I have wanted to write about our school experience a number of times over the last few months, but something always kept me away from the keyboard. I know now that a lot of my hesitation was because I had not really made the adjustment to our new life myself.
The kids all had a great experience starting school, and I will get back to them in a separate post. Meanwhile, I was so proud of myself for how easily I made the transition to sending them to school. The flood of emails and the details involved in registration are UNREAL, but I stayed organized and tried to take it step by step. Once they were all settled into school and loving it, I embraced my time with just the little one, and we had many a thriving and active day! Oh, wait, no. That wasn’t it at all.
The truth is, the overwhelm of getting them enrolled and ready, slipped into a numbness of uncertainty and waiting. Our unused school books taunted me, whispering that I would never need them again, that I would not have that level of influence and closeness in my kids’ lives again. So I ignored them. Gabbie and I stopped doing school for her in a matter of weeks. It felt pointless to get her ahead of public school peers if I was just going to be sending her to school soon, too. But at the same time, I didn’t pack anything up, just in case anyone decided they would rather be home for school. I didn’t want to move on, then have to move back, mentally and emotionally.

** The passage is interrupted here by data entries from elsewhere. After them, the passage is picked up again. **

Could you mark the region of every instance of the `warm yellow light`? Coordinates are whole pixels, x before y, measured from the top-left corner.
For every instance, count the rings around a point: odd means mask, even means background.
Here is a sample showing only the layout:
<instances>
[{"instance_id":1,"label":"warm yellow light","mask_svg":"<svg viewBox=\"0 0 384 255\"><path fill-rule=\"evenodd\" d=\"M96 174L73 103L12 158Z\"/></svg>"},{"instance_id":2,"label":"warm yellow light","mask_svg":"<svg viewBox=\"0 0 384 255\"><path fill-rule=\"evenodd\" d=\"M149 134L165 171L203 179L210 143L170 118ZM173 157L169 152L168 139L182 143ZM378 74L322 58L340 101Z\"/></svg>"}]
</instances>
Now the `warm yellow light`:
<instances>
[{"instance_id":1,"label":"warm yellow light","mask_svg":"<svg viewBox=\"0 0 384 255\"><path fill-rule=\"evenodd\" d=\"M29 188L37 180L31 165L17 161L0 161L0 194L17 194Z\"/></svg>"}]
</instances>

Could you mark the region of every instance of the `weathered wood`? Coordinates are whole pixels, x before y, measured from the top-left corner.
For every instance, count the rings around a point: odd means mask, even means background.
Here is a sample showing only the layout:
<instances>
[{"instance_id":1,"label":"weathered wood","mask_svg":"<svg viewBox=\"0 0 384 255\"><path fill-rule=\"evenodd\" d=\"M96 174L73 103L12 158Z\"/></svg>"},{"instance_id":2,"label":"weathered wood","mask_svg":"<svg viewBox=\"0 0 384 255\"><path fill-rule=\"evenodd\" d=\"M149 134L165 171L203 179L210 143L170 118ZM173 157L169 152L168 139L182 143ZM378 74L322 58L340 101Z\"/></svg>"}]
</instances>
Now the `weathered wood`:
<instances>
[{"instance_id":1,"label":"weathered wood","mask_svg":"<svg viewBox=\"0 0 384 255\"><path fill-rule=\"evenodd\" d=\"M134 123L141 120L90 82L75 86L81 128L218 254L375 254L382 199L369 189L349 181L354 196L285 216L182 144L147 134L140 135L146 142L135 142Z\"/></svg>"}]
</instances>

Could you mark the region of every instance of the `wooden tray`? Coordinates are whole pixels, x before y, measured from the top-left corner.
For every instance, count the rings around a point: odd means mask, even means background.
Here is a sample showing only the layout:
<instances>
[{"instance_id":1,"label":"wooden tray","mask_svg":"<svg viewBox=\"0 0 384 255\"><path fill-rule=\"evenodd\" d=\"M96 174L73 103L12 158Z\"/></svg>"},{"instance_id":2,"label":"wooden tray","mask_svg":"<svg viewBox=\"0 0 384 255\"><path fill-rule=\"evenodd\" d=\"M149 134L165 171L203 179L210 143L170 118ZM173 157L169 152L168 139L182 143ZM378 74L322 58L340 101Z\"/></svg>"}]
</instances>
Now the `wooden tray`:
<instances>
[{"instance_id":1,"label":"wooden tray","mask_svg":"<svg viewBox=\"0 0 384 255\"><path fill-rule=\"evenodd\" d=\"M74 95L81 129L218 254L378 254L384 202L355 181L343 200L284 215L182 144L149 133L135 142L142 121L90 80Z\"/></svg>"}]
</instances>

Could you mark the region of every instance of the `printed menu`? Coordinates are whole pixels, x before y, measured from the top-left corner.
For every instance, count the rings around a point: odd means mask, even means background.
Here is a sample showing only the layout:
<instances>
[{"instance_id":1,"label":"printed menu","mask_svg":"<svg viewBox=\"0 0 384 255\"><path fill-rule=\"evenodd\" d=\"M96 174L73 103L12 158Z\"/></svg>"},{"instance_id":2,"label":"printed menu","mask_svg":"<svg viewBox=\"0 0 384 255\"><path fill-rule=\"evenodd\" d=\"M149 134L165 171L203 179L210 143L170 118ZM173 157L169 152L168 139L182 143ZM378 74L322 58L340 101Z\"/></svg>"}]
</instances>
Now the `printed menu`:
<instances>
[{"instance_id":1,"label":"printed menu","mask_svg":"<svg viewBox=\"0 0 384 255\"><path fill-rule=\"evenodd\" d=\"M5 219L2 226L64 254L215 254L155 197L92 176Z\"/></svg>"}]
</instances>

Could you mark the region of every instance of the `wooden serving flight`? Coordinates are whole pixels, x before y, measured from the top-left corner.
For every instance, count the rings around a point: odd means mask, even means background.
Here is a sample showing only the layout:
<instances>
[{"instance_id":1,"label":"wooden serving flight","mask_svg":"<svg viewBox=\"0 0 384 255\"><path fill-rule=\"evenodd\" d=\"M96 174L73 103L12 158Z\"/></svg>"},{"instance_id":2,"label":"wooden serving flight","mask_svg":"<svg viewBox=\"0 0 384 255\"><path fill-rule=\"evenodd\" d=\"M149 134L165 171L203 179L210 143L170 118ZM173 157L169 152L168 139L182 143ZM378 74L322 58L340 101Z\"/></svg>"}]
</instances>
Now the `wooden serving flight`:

So, many of our first months felt like we were in a holding pattern, waiting to see which way “normal” would tip. I didn’t even figure out a house cleaning routine, leaving mental space to go back to school without it feeling like an interference. Instead, Gabbie and I played a LOT of video games, watched a million movies, and did lots of snuggling. But I didn’t realize how much I was ignoring processing our change, and what it meant to me, until we started to decorate for Christmas.
The Christmas tree goes in the same corner as our school “locker” shelf, so it had to make its seasonal move out of the living room. No big deal, we have done it for three years before this. But the first time my husband set a stack of books aside to clear the way, the floodgates of my denial gave way to grief. I had to leave the room. I took my streaming tears to the shower, where I could sob and lament my loss without making the kids feel like I was in any way upset with them. It was ugly, but also very healing.
This time of not being a teacher also allowed me to evaluate what I really want to do with my life. When asked if I would go back to the classroom once Gabbie went to school, too, I realized just how deeply I did NOT want to do that. I had a great conversation with a friend in which I discovered don’t want to be a teacher, I want to be a librarian. And not at a school. I want to be able to help people find the resources and entertainment that they want while serving my community with my skills. Reading the description of Public Librarianship felt like someone had read my mind to design my dream job!
And so, this unexpected shift in our lives has worked out to be good for me, after all. I still don’t have a great routine, and my house is not as clean as I figured it would be with just one home with me. But I am learning how to get progressively closer to a better balance between relaxation and productivity. And, I finally know what I want to be when I grow up!